Marco do saneamento apenas adia a decisão pelo investimento público
Wanderley Paganini destaca que o problema do saneamento se encontra geralmente nos lugares onde há moradias precárias no Brasil e isso inviabilizaria a atividade do setor privado
Publicado 15/12/2021 20:08 | Editado 16/12/2021 14:07
O saneamento básico é importante para a saúde e preservação do meio ambiente. Esse serviço é um dever do Estado e um direito do cidadão, embora contribua para que o governo, a cada real investido em saneamento, economize 4 reais em saúde. O novo Marco do Saneamento Básico foi pensado para atingir a universalização desse serviço ao abrir a possibilidade de privatização do serviço.
Sobre o tema, o presidente do STF, ministro Luiz Fux, fundamentou seu voto sobre o marco regulatório, com base no artigo de um especialista da Faculdade de Saúde Pública (FSP) da USP que defende que o saneamento não pode ser tratado como um negócio, por ser um direito básico. Em entrevista, o professor Wanderley da Silva Paganini, do Departamento de Saúde Ambiental da FSP e membro do Conselho Nacional de Recursos Hídricos, comentou a respeito.
“Fux citou o nosso artigo para dizer da precariedade e da importância do saneamento para o País. E o voto dele de inconstitucionalidade foi um voto de confiança ao novo marco regulatório, porque não tem o que colocar no lugar. A conta do marco regulatório não fecha.”

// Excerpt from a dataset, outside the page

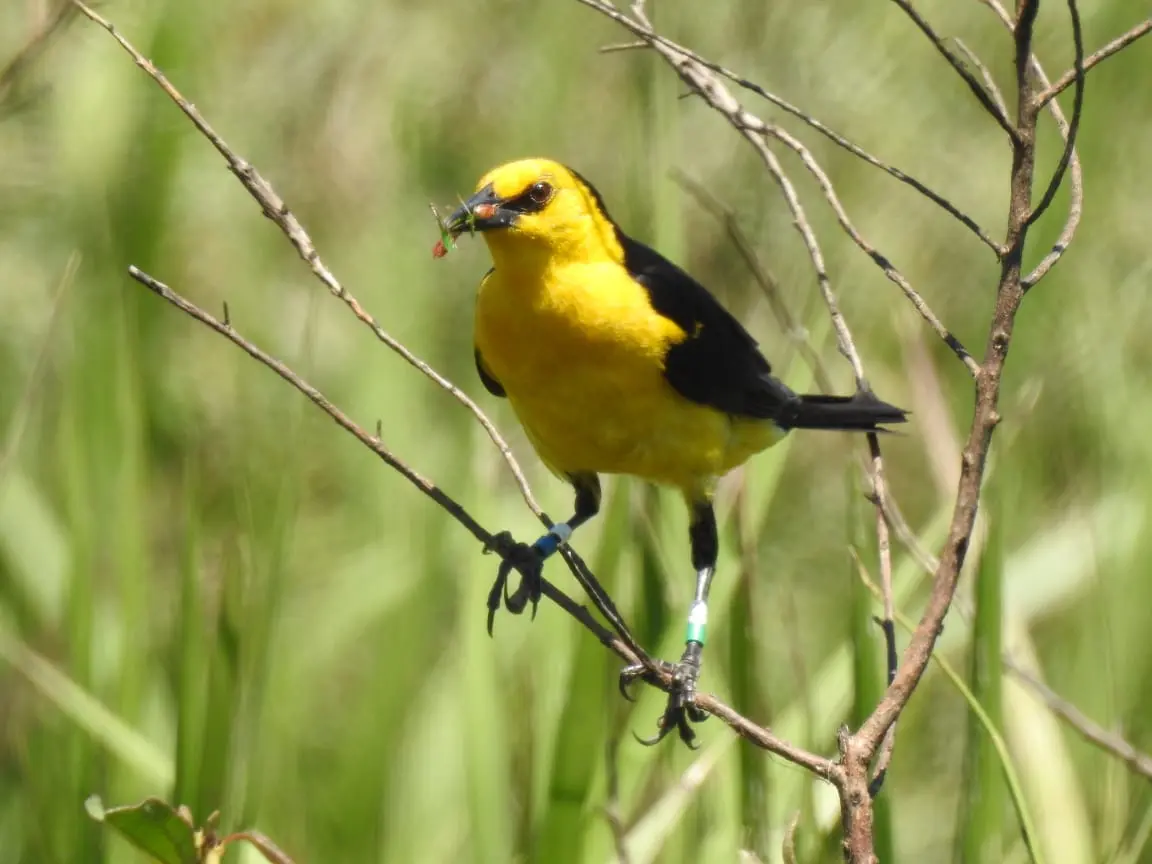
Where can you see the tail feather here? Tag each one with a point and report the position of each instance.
(859, 412)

O professor cita os 83% da população supostamente atendida por abastecimento de água. Para ele, este número é “maluco”, pois no Amapá, 36% apenas contam com o fornecimento contínuo de água potável. “Dois terços dos brasileiros daquele estado não têm abastecimento de água”. O mesmo ocorre com os supostos 53% de coleta de esgoto, em que o Amapá dispõe apenas de 6%, 43% de abastecimento de água e 9% de coleta de esgoto no Pará. Números “irreais e perversos” que se replicam em estados mais pobres do Norte e Nordeste do país, enquanto os números se invertem no Sul e Sudeste.
O professor explica os impasses trazidos por esse novo marco, que busca trazer a iniciativa privada para a prestação desse serviço. Na Argentina, por exemplo, foram privatizados diversos sistemas e o governo teve de retomar a gestão, pois as empresas queriam apenas Buenos Aires deixando o resto para o Estado. “Está na contramão da história, porque mais de 300 sistemas foram privatizados e o governo retomou a gestão”, pois não deu certo.
No Brasil, ele diz que o ministro da Economia, Paulo Guedes, fala em investimentos de US$ 700 bi para o saneamento, quando isso é insuficiente para começar o assunto. Paganini observa que, nos últimos cinco anos, foram investidos R$ 12 bi, dos quais metade foram investidos pela empresa de saneamento do Estado de São Paulo.
“No Brasil, há 13,2 mil aglomerados normais e cerca de 5 milhões de moradias subnormais [favelas, palafitas, ocupações irregulares]. Aproximadamente 17 milhões de brasileiros vivem em condições de habitação subnormal”, ressalta Paganini. Ele prossegue, explicando que é difícil a instalação dos sistemas para saneamento nesses locais, como é o caso dos 55% da população de Belém que vive nessas condições, ou 53% de Manaus, ou os 41,5% de Cubatão, para citar um caso do Sudeste. São ocupações de áreas de mananciais ou proteção ambiental, por exemplo, sem qualquer planejamento urbanístico.
O próprio marco regulatório também fala em controle de perdas, fala em modicidade do abastecimento e não interrupção do abastecimento e melhorias no tratamento. Fala que onde tiver população carente deve-se aplicar a tarifa social. Essa tarifa seria uma cobrança muito baixa ou gratuita dos serviços, o que inviabilizaria qualquer atividade do setor privado nesse contexto. A iniciativa privada vai querer atuar em localidades onde o saneamento exige pouco investimento e traz enorme lucro, como São Paulo, embora ele questione o interesse dessas empresas em investir em municípios que vivem do subsídio cruzado da Sabesp.
Para Paganini, as parcerias público-privadas fazem mais sentido, como o que ocorre no Estado de São Paulo. “A companhia de saneamento básico do Estado de São Paulo atua trazendo a iniciativa privada pela parceria público-privada e pela sociedade de propósito específico.” Dentro disso, há um planejamento a respeito dos custos e dos objetivos: “49,7% dela está com as ações na bolsa e tem que dar resultado enquanto empresa, mas 50,3% dentro do governo têm que dar resultado social”.